Does this sound like an ethics problem to anyone else? I mean if you're not qualified to do something hands on here you don't suddenly become qualified when you step off a plane...

Perrotfish you needa stop being such a pansy. You don't physically cut anyone or perform surgery on the trip. They teach you enough knowledge at the training the 1st day to be able to diagnose the basic things. doctors show you how to palpate the body for enlarged spleen, etc. Believe it or not this is what medicine was like before MRI's, CT's, etc. Stop being so ignorant in your world views and calling an ethics debate, when this is perfectly acceptible. You don't need to be an expert to be able to put together the symptoms of ringworm, tapeworm, amoeba, etc..especially knowing the water sources these people obtain their water from.

Open your eyes. the rest of the world does not have MRIs.
 
Perrotfish you needa stop being such a pansy.
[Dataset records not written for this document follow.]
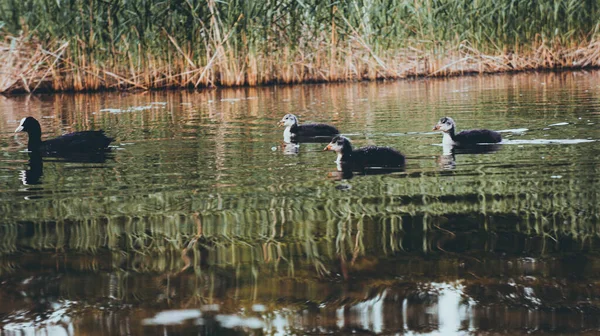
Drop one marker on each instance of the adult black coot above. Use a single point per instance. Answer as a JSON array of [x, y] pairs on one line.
[[366, 157], [76, 143], [464, 138], [294, 131]]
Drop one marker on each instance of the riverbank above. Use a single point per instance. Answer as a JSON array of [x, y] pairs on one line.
[[195, 44]]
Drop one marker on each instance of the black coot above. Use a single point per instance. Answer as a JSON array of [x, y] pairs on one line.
[[464, 138], [76, 143], [366, 157], [294, 131]]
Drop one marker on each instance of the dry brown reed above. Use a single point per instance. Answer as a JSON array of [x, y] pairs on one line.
[[26, 65]]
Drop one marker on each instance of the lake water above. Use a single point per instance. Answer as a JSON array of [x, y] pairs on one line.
[[202, 221]]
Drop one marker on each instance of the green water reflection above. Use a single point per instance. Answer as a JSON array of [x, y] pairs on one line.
[[200, 215]]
You don't physically cut anyone or perform surgery on the trip. They teach you enough knowledge at the training the 1st day to be able to diagnose the basic things. doctors show you how to palpate the body for enlarged spleen, etc. Believe it or not this is what medicine was like before MRI's, CT's, etc. Stop being so ignorant in your world views and calling an ethics debate, when this is perfectly acceptible. You don't need to be an expert to be able to put together the symptoms of ringworm, tapeworm, amoeba, etc..especially knowing the water sources these people obtain their water from.
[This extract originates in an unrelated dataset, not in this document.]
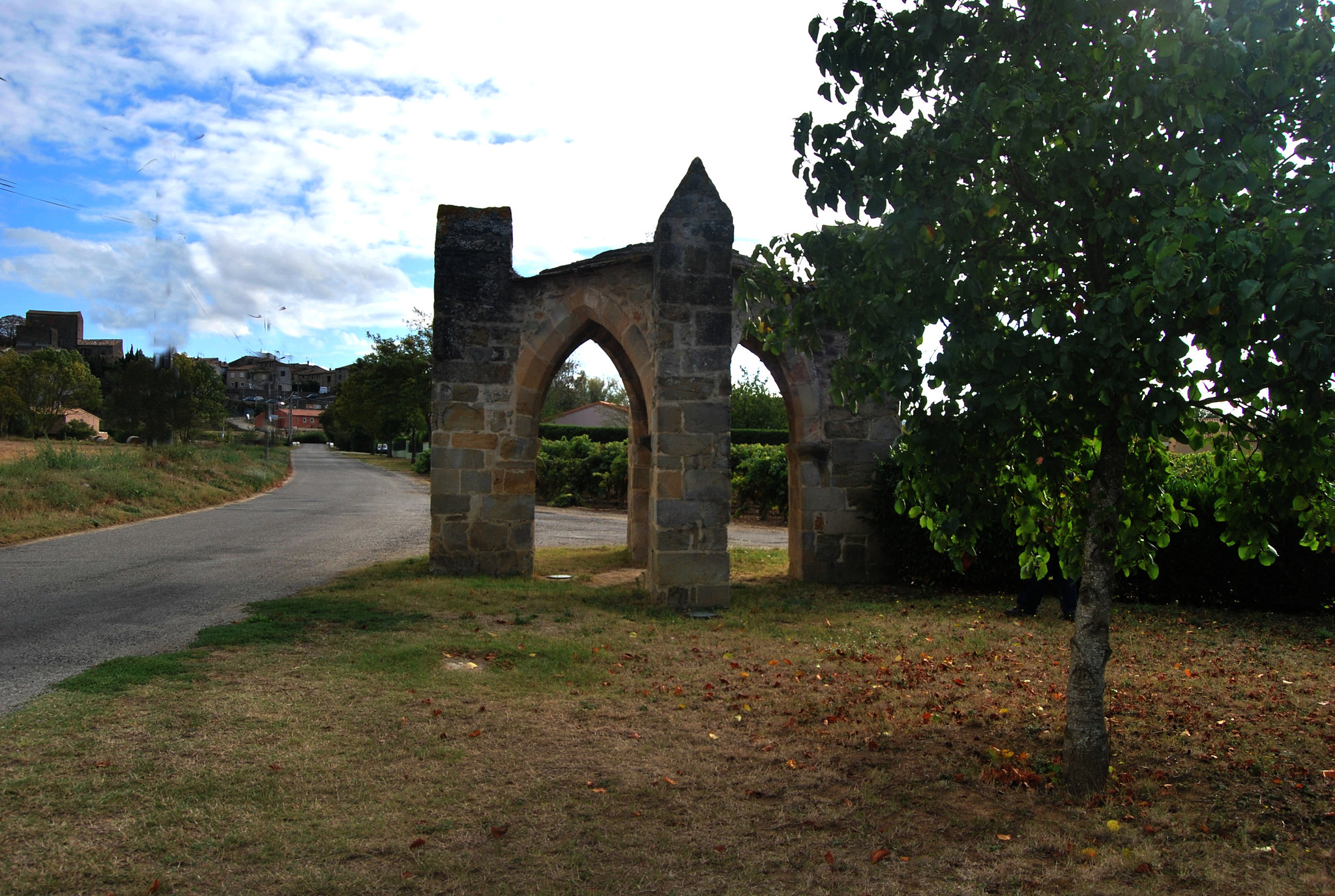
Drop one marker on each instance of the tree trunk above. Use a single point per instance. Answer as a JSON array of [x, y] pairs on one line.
[[1086, 753]]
Open your eyes. the rest of the world does not have MRIs.

Before MRIs docs still trained for close to a decade to be able to diagnose people. Having 3rd world equipment means you need more training, not less, and I honestly have no idea what 'basic things' they could teach you in a single day of classes. I worry that one of the locals will see your boundless premedical self confidence, combine that with the observation that you're an American in a white coat, and make the terrible mistake of taking your advice seriously rather than seeking out qualified medical help. I mean, hopefully the actual doctors are watching you but unless it's a 1-1 doc:student ratio it seems like there's a good chance you might diagnose someone when no one has the opportunity to correct you.
 
Perrotfish you needa stop being such a pansy. You don't physically cut anyone or perform surgery on the trip. They teach you enough knowledge at the training the 1st day to be able to diagnose the basic things. doctors show you how to palpate the body for enlarged spleen, etc. Believe it or not this is what medicine was like before MRI's, CT's, etc. Stop being so ignorant in your world views and calling an ethics debate, when this is perfectly acceptible. You don't need to be an expert to be able to put together the symptoms of ringworm, tapeworm, amoeba, etc..especially knowing the water sources these people obtain their water from.

Open your eyes. the rest of the world does not have MRIs.

Sounds like you need to take a chill pill
 
You diagnose the patient and then the local physician checks to make sure it is correct.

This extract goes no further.